Statistical analysis

Based on previous studies (Calabrese et al. 2003; Bowden et al. 2003), the median time to intervention was 97 days in the lamotrigine group and 58 days in the control group. To detect a treatment difference of the same magnitude in the current study, a target sample size of 178 patients (89 patients in each group) was estimated to provide 90% power at the significance level of 0.05. The minimum regulatory requirement specified by the State Food and Drug Administration of China was 100 pairs of patients. Assuming a 20% dropout rate, at least 250 patients were required for the RD phase (125 patients in each group). Considering 60% of patients who entered the OL phase would be randomised to RD phase, the total number of patients to be included in the OL phase was determined to be 416.

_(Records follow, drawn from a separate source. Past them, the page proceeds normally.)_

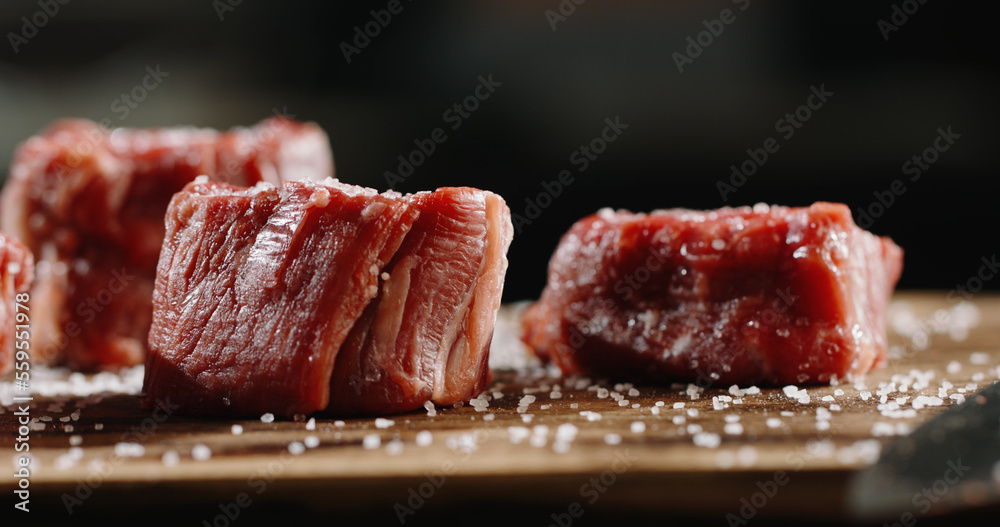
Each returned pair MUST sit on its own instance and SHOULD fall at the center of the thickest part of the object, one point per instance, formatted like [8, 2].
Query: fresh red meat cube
[89, 203]
[763, 295]
[263, 293]
[16, 272]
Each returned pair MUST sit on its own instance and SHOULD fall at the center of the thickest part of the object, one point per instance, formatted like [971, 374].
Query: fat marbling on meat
[16, 272]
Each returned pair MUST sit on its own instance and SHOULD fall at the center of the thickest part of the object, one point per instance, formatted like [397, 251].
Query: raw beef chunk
[261, 294]
[15, 277]
[89, 204]
[768, 294]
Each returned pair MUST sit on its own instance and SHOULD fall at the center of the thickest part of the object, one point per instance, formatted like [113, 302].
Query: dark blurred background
[562, 69]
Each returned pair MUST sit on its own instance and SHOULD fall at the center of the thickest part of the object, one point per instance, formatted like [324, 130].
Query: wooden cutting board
[566, 453]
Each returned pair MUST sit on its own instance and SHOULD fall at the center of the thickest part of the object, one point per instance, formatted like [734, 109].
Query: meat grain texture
[310, 297]
[739, 295]
[16, 273]
[89, 204]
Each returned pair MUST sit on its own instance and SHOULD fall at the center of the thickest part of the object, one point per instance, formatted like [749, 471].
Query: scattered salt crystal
[129, 450]
[747, 456]
[707, 440]
[170, 458]
[371, 442]
[725, 459]
[517, 433]
[201, 452]
[566, 432]
[394, 447]
[922, 400]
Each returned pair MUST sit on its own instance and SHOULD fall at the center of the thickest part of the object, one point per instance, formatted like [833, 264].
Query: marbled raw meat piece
[738, 295]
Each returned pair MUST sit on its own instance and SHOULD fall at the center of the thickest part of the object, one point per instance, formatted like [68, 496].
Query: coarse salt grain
[201, 452]
[979, 358]
[725, 459]
[747, 456]
[129, 450]
[394, 447]
[707, 440]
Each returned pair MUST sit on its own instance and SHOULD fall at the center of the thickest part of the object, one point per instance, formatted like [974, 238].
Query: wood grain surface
[569, 451]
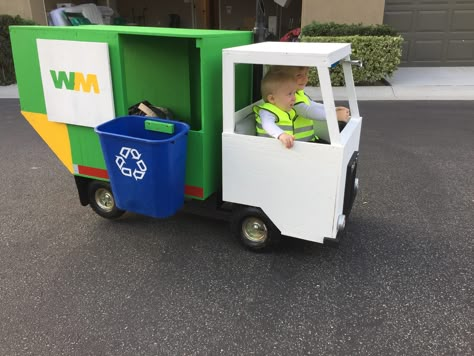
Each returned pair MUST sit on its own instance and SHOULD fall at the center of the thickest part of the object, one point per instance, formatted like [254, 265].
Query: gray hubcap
[254, 229]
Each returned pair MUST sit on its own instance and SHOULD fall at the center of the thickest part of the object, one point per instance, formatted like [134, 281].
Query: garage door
[436, 32]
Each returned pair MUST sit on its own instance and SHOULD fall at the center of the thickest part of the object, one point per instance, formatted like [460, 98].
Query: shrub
[7, 70]
[378, 47]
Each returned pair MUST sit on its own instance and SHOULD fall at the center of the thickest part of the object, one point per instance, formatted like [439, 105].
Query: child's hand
[342, 113]
[286, 139]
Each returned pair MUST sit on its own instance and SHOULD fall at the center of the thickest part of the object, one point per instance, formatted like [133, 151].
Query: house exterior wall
[342, 11]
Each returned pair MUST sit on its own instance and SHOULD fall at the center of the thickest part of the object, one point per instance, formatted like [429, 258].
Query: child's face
[284, 96]
[302, 78]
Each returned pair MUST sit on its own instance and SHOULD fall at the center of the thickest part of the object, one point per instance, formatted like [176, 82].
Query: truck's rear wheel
[253, 228]
[102, 201]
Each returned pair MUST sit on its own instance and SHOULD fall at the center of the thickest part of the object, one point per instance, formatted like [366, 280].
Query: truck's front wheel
[253, 228]
[102, 201]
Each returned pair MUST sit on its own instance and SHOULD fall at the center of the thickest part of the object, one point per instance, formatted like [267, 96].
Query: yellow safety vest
[301, 97]
[302, 129]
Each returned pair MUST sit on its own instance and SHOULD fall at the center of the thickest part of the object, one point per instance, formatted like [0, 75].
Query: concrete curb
[9, 92]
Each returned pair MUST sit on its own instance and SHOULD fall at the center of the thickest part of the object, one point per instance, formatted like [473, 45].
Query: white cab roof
[289, 53]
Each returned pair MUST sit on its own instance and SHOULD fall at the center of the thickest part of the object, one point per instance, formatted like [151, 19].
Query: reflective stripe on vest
[301, 97]
[302, 129]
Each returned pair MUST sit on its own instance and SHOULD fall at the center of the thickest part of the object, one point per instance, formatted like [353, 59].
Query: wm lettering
[75, 81]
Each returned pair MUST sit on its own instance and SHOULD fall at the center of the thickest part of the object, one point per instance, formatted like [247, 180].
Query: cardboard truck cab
[307, 191]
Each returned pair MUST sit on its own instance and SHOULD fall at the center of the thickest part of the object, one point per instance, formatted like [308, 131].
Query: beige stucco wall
[18, 7]
[342, 11]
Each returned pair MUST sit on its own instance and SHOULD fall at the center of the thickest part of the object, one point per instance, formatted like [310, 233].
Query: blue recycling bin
[146, 161]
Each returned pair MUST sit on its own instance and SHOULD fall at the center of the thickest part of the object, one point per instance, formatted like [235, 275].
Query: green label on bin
[165, 127]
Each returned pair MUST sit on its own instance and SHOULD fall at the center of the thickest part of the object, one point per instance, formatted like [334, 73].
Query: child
[304, 106]
[277, 117]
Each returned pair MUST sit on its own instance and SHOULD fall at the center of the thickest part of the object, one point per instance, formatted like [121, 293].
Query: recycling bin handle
[165, 127]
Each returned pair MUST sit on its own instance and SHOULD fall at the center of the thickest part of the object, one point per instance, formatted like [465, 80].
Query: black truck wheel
[101, 200]
[253, 228]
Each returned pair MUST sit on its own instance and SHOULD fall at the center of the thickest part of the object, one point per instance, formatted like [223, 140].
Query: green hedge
[7, 70]
[380, 56]
[379, 47]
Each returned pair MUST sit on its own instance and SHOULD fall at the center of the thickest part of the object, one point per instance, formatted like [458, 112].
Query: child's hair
[273, 80]
[288, 69]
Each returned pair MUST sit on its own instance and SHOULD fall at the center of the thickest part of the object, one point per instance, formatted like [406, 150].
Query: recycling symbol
[131, 156]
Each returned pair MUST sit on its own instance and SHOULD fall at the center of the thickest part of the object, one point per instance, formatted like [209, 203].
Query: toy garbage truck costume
[76, 86]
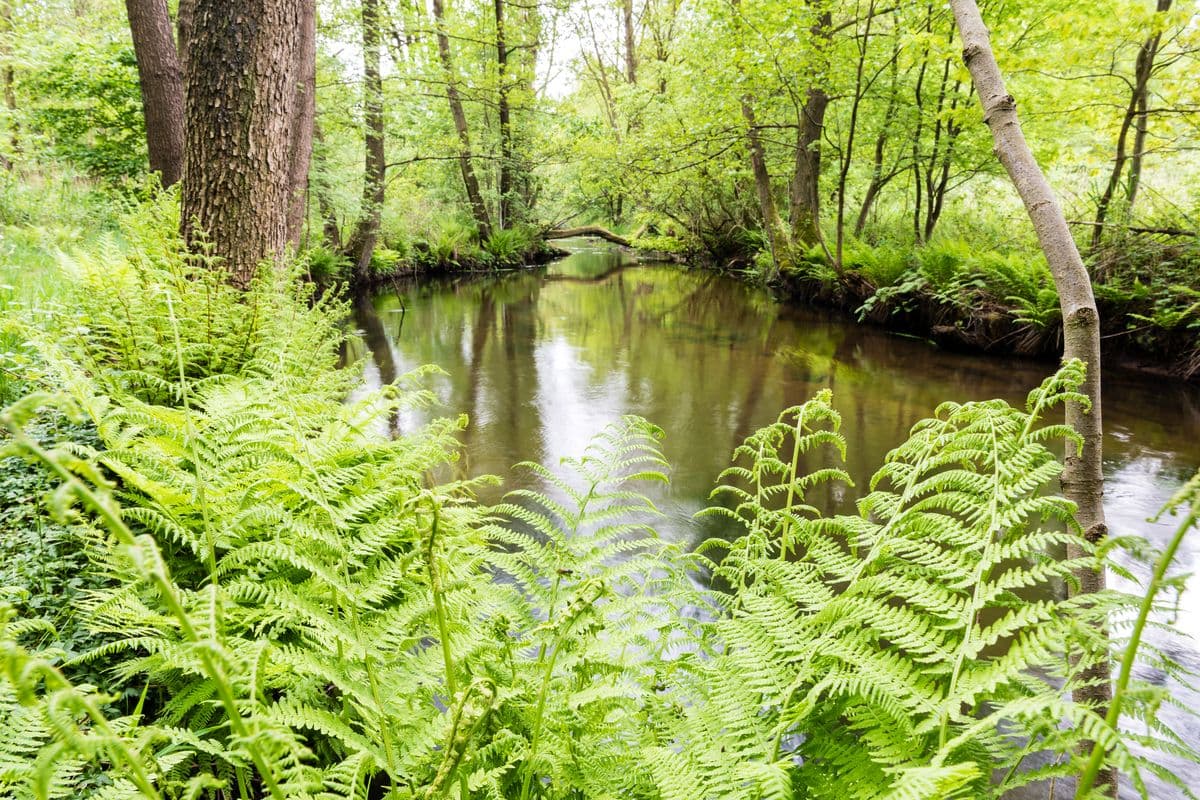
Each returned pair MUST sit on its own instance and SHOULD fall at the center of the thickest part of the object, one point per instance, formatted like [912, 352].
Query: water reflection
[541, 360]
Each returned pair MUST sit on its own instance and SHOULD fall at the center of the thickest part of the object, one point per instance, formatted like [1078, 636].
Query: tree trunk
[627, 13]
[805, 194]
[9, 78]
[474, 196]
[772, 223]
[505, 120]
[241, 72]
[304, 122]
[1083, 480]
[849, 152]
[162, 85]
[1134, 118]
[366, 234]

The full analysis population (FAP) for the OL and RD phases included all patients who received at least one dose of the study medication and provided at least one post-baseline efficacy/health outcome assessment during the OL and RD phases, respectively. The safety population included all patients who received at least one dose of the study medication in the corresponding phase (OL or RD phase). No interim analyses were planned or performed for this study.

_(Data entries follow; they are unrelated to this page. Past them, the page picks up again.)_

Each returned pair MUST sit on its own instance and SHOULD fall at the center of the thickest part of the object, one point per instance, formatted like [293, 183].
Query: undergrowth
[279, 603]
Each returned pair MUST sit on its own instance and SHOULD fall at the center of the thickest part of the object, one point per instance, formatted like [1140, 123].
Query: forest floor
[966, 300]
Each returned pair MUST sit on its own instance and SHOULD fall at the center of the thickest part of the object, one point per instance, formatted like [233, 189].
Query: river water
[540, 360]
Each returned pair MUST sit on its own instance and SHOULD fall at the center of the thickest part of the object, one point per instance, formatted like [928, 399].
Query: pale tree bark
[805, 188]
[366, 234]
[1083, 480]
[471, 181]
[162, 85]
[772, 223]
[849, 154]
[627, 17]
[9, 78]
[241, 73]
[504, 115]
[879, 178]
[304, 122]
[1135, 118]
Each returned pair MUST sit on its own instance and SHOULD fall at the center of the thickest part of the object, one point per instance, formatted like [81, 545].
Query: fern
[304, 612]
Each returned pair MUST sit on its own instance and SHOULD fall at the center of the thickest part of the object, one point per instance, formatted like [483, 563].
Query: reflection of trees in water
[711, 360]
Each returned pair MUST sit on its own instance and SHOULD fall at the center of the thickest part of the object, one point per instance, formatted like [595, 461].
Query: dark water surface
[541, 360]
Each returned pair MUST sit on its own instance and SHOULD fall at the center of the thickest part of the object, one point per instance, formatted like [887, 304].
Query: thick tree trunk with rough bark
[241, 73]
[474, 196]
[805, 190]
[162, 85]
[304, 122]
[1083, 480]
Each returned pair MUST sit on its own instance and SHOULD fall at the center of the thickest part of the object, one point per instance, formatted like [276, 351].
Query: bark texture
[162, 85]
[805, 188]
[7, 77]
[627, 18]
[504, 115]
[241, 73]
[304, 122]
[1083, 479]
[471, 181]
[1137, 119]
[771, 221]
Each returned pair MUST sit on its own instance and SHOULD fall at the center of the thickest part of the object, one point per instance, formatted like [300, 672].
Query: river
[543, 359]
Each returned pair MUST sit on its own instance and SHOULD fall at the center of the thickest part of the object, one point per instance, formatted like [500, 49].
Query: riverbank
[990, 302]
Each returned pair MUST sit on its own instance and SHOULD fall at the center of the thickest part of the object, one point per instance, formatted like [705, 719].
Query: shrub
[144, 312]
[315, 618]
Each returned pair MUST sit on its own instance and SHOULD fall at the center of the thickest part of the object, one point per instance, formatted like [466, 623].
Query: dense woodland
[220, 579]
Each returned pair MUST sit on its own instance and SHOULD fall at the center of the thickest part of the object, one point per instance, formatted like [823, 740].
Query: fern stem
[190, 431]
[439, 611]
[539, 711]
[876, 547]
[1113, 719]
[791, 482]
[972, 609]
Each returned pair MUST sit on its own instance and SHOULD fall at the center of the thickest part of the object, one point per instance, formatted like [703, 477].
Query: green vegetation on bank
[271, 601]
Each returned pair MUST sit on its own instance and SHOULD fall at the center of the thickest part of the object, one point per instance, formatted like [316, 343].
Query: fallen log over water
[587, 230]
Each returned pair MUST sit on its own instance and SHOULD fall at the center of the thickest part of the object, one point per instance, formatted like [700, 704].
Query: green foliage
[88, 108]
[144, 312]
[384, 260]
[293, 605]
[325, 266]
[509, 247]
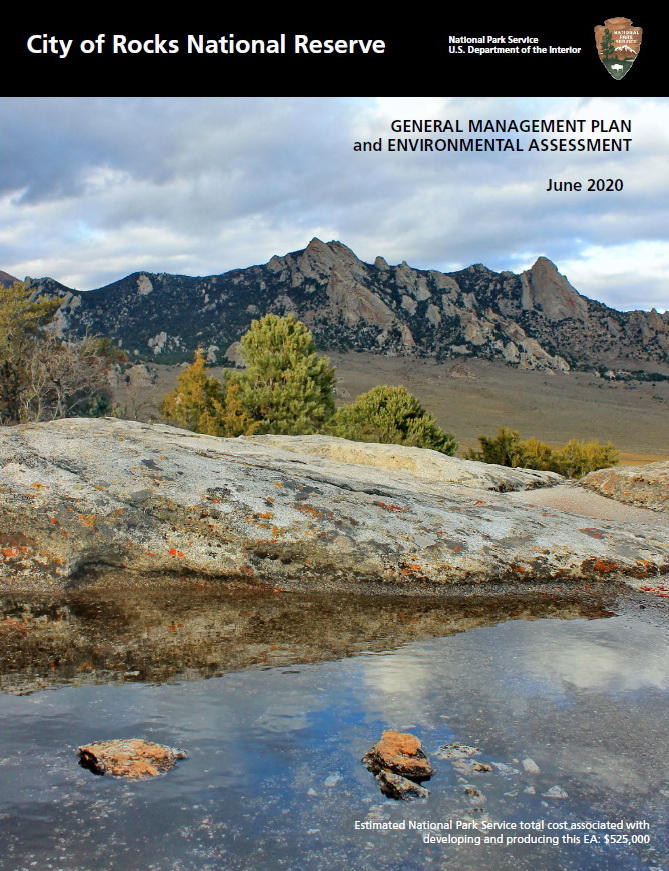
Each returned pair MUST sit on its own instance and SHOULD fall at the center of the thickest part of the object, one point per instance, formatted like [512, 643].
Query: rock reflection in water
[120, 629]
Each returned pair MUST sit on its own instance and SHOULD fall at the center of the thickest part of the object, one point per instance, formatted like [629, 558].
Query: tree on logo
[606, 45]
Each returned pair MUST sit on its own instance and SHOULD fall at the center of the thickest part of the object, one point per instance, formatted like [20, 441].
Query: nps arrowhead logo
[618, 43]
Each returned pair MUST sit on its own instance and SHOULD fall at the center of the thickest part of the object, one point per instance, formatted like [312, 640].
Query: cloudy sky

All analyses were conducted using SAS software (Version 9, SAS Inc., Cary, NC, USA). A superiority test was performed to compare efficacy between two groups. The primary efficacy outcome of TIME was assessed using the Cox proportional hazards regression model, including site and CGI-S baseline score as covariates. Data for patients who discontinued from the study were censored. Kaplan–Meier plots of TIME are presented by treatment group during the RD phase, together with hazard ratios (HR), 95% (two-sided) confidence intervals (CI) and p values. The secondary outcome measures TIME-SIS, TIDep and TIMan were analysed in a similar way, with data censored both for patients who discontinued and for patients who received intervention for a mood episode of the opposite polarity to the relevant endpoint; p values were also provided based on the log-rank tests to describe any significant distribution difference between treatment groups for these endpoints. The between-group comparisons for HAMD, YMRS, CGI-S, CGI-I, GAS scales and body weight (secondary outcome measures) as well as for quality of life scores (SF-36) were performed using analysis of covariance (ANCOVA) or rank sum test.

Post hoc analyses (Cox proportional hazards regression model) were conducted on the FAP to compare the efficacy (TIME) of lamotrigine and placebo in a subgroup of patients with moderate/severe mood symptoms at baseline. One post hoc analysis defined symptoms by CGI-S score (CGI ≥ 4; moderate to severe symptoms), the second defined symptoms by HAMD (≥ 18)/YMRS (≥ 10) scores. A further analysis explored the effect of type of index (most recent) episode (depressive or manic/hypomanic) and first recorded episode (depressive or mixed/manic) on TIME.

Baseline characteristics, including past psychiatric conditions and OL phase lamotrigine exposures were summarised descriptively for each RD treatment population.